UNNS — The Captivation
- Author: Sapan Saxena
- Language: English
- Subject: Fiction, romance, thriller, espionage
- Publisher: Inspire India Publishers
- Publication date: March 2017
- Publication place: India
- Media type: Print (paperback)
- Pages: 244
- ISBN: 938-57-83874

= UNNS-The Captivation =

2017 novel by Sapan Saxena

UNNS — The Captivation is a 2017 novel by Sapan Saxena. The novel depicts international espionage that conflicts with romance. The story spans three countries: India, Germany, and the United States.

==Background==
Saxena had initially decided to write a sequel to his first book Finders, Keepers, but was persuaded by his family to write a romance novel.

In an interview with Half Baked Beans, Saxena described UNNS as "an unconventional love story".

==Plot summary==
Atharva Rathod and Meher Qasim fall in love when they are in school. However, Meher abruptly breaks all ties with Atharva and leaves for Germany with no intent to return. Fifteen years later, Atharva travels to Germany on a secret mission, where he meets Meher. The mission ends in failure, and Atharva is imprisoned for twelve years on charges of acting against the Research and Analysis Wing of India. Atharva is freed after serving his full sentence, and his mentor entrusts him with an amateur mission in the United States where he meets Meher once again.

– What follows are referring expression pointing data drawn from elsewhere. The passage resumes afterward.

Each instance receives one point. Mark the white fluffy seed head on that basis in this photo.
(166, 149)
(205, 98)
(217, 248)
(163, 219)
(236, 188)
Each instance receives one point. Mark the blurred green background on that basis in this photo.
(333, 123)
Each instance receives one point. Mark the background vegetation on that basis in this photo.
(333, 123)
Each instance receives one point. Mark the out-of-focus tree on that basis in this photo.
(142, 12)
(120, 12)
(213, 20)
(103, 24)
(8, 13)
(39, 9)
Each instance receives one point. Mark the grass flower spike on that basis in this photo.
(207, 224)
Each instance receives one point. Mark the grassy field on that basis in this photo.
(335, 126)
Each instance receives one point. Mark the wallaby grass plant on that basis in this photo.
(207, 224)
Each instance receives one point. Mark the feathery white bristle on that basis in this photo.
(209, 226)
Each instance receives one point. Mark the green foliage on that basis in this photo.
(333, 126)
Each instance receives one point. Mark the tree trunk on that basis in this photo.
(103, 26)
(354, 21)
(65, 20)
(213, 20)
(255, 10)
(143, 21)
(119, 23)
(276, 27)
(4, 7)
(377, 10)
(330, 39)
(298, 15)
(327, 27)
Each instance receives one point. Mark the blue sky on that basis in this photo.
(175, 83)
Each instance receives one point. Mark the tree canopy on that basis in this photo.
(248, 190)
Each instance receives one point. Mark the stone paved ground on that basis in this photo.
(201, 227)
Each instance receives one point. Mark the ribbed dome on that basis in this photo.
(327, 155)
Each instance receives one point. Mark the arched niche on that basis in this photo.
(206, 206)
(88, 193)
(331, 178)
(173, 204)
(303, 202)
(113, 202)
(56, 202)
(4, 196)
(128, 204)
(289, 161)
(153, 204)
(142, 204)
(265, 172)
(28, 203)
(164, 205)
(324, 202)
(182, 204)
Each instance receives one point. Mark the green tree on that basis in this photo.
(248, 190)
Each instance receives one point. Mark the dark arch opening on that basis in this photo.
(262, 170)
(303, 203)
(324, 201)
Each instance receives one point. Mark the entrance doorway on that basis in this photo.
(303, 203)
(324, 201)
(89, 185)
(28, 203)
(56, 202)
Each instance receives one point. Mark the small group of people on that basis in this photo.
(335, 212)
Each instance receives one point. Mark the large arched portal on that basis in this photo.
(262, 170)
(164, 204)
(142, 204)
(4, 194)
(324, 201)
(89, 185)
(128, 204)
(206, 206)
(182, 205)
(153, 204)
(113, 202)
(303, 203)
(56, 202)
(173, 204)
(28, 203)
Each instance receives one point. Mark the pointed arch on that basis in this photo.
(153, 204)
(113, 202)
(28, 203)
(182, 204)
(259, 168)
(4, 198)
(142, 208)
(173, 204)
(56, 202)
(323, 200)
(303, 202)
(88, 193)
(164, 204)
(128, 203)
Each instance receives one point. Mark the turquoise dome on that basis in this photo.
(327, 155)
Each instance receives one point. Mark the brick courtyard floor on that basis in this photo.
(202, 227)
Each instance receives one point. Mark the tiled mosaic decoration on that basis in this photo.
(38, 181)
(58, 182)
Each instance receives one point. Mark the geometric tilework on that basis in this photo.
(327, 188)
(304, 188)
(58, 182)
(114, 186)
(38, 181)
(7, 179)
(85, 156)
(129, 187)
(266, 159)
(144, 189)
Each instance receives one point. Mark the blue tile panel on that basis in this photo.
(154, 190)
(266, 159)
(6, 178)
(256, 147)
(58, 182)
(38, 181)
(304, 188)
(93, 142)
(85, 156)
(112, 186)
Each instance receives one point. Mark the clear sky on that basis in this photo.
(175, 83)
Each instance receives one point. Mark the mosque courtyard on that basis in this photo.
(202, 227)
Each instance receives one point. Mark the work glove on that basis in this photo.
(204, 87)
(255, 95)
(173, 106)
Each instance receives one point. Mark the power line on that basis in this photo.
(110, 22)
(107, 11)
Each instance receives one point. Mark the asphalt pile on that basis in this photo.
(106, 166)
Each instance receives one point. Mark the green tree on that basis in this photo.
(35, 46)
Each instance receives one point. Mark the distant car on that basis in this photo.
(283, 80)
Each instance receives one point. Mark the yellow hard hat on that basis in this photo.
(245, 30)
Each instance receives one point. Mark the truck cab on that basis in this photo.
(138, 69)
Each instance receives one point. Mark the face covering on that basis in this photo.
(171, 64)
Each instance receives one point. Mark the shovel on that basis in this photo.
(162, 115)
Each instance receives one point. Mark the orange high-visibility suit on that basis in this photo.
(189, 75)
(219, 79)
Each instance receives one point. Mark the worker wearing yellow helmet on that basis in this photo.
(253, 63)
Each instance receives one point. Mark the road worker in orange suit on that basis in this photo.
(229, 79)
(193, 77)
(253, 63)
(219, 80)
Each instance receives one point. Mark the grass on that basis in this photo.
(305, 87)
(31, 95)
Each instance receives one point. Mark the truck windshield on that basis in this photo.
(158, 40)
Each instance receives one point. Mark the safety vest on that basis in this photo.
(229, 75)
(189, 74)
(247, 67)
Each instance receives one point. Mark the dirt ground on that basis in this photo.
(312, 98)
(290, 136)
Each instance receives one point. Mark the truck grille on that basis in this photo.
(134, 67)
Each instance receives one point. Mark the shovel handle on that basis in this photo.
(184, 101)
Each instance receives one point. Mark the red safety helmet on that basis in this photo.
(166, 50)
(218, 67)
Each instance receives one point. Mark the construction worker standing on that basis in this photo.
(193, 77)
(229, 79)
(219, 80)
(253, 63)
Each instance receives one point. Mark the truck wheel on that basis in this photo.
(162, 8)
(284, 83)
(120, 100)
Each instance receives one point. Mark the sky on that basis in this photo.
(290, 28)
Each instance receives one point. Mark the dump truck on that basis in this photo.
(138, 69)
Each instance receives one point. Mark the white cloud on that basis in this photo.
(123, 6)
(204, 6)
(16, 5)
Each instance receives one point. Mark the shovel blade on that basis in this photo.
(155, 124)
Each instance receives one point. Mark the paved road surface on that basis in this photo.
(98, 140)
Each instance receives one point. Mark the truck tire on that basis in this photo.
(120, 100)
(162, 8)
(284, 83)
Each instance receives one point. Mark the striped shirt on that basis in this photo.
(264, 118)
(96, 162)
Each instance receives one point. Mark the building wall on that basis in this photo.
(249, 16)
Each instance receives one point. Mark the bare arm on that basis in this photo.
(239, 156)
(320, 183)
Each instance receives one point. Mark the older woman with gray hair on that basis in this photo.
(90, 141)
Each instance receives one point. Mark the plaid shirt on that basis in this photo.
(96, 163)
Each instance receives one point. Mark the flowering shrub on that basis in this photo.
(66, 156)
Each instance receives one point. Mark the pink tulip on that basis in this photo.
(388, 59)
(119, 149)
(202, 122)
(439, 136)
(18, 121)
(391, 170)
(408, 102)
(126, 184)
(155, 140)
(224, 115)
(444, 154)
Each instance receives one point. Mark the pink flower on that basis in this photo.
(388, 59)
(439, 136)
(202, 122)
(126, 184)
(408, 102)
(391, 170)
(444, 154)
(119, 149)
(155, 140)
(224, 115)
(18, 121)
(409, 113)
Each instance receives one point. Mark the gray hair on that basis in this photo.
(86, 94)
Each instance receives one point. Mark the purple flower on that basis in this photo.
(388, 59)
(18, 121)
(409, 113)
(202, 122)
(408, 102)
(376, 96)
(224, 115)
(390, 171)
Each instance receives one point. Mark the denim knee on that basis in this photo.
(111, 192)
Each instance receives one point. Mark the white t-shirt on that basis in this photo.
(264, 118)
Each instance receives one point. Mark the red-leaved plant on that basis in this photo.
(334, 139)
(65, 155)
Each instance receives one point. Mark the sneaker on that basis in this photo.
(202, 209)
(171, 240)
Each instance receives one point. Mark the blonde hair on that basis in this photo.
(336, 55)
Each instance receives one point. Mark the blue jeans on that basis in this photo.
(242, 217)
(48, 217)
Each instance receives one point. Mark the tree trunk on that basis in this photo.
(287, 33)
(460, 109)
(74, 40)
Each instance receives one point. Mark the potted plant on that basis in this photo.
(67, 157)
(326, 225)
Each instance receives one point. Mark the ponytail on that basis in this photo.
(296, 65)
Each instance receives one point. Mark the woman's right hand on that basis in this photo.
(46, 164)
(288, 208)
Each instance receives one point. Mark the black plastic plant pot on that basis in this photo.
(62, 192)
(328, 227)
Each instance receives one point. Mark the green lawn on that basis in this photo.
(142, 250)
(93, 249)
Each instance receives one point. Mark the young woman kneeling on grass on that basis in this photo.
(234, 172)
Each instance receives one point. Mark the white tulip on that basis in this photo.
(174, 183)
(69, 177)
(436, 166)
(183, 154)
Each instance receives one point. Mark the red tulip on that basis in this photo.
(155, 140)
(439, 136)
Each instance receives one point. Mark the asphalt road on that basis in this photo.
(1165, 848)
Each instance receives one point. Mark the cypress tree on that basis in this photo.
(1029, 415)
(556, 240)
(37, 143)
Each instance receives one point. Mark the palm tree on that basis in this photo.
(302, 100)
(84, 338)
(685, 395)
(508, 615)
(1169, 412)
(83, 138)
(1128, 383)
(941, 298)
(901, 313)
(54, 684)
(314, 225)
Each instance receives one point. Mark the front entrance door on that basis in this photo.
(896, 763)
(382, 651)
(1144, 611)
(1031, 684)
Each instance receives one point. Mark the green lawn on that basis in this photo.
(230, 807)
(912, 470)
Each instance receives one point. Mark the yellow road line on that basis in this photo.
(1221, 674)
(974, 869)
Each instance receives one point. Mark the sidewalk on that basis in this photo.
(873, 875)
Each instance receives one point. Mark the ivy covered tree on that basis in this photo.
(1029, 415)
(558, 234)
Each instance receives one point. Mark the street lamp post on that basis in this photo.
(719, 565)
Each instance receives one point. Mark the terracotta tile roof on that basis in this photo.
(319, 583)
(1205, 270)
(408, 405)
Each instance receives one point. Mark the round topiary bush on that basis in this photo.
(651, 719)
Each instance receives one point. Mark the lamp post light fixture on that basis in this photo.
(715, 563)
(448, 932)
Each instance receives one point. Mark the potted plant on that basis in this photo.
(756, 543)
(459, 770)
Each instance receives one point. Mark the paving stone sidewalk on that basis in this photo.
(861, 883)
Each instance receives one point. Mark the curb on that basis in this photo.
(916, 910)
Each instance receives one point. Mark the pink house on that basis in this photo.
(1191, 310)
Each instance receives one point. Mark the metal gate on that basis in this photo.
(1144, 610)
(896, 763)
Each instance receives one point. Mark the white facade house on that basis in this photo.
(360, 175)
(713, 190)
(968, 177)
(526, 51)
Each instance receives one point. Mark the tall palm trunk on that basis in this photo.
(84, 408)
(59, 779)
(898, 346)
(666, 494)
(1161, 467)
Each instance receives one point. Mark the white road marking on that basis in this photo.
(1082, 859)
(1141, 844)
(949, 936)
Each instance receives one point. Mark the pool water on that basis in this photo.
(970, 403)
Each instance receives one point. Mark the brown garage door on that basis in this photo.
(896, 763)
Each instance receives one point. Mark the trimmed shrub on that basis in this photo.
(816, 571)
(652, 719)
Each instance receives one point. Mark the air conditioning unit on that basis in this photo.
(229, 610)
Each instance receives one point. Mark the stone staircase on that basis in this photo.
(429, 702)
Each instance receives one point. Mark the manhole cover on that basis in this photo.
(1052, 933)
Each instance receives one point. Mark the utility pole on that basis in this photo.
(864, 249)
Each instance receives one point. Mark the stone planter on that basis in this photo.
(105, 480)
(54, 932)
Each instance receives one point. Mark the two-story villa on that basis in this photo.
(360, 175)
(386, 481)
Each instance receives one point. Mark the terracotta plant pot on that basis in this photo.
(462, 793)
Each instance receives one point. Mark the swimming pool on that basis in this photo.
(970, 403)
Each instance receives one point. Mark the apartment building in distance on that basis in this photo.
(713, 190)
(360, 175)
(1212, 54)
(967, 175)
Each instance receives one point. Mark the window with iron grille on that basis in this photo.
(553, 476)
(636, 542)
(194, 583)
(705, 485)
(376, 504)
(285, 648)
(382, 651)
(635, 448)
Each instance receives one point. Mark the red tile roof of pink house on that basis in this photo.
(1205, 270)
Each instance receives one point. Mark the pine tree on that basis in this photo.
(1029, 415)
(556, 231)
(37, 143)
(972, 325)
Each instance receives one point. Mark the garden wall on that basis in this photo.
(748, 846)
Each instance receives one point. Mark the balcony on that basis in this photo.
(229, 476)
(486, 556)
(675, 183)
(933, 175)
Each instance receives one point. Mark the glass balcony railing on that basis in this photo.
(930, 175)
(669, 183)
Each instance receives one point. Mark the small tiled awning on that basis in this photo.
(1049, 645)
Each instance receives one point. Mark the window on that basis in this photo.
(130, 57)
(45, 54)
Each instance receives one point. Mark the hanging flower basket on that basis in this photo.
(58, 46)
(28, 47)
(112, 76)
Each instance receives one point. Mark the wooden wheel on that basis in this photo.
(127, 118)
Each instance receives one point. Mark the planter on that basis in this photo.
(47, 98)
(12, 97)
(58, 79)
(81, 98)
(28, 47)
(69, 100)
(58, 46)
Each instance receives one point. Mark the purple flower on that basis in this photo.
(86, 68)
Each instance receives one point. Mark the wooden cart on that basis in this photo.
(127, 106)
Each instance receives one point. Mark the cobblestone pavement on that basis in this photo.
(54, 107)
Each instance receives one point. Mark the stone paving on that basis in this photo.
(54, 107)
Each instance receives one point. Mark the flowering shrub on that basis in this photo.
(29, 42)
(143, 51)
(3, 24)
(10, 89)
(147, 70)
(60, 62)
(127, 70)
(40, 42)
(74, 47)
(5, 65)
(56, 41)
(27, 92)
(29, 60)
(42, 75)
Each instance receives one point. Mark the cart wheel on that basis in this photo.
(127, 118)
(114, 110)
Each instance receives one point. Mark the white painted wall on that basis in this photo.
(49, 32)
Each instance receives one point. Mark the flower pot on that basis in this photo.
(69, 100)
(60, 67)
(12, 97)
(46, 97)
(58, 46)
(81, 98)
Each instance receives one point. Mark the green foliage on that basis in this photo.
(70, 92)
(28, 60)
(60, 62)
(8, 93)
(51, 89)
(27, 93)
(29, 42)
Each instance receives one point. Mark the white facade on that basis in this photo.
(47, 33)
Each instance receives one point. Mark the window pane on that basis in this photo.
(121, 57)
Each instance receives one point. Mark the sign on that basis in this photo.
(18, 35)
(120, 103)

The story is divided across three parts, each named after a season: spring, fall, and winter. Each part is further divided into seven sub-parts, each representing one of the seven stages of love in Urdu and Sufi tradition, ending in death.

==Characters==
- Atharva Rathod — senior secret agent with the Research and Analysis Wing (RAW) of India
- Meher Qasim — successful entrepreneur involved in the food supply chain business in Germany
- Dev — secret agent of the RAW
- Vasu — director of the RAW
- Ayaz — an orphan whom Atharva sets out to protect

==Reception==

Anupam Sinha, cartoonist and creator of Super Commando Dhruva, reviewed the book before release and commented that it "will keep you at the edge of your seat".

Indian Express covered the launch in Chandigarh which was attended by Bharatiya Janta Party MP from Meerut, Rajendra Agarwal.
The Chandigarh launch was also covered by Daily Post India in its Ludhiana chapter and Hindi daily Punjab Kesari in its Ludhiana chapter.

The book received fair to positive reviews after its launch. Daily Post India called the book truly captivating and commented, "Setting of the story and the sub-plots created all necessary elements." CNI Channel called the book "True to its name" and called it a "chaos of shrewd mind and innocent emotions."

Richa Sharma of Lucknow Bytes said that "The storyline isn't a hardcore tale of romance. It has its own share of thrill, suspense, fight and war." Samata Dey from IndiaCafe said, "Sapan has narrated the story well and managed to balance the element of romance and thrill in a perfect manner ensuring that the readers are not able to put the book down before finishing it." Adarsh Srivastava from Feeble Lines said that the "story moves with a constant pace with flashbacks and current events along with the twist and suspense at the end of almost every chapter". Jaideep Khanduja in Pebbles in the Still Waters said, "There are a good amount of twists in the story. In addition, it is full of suspense."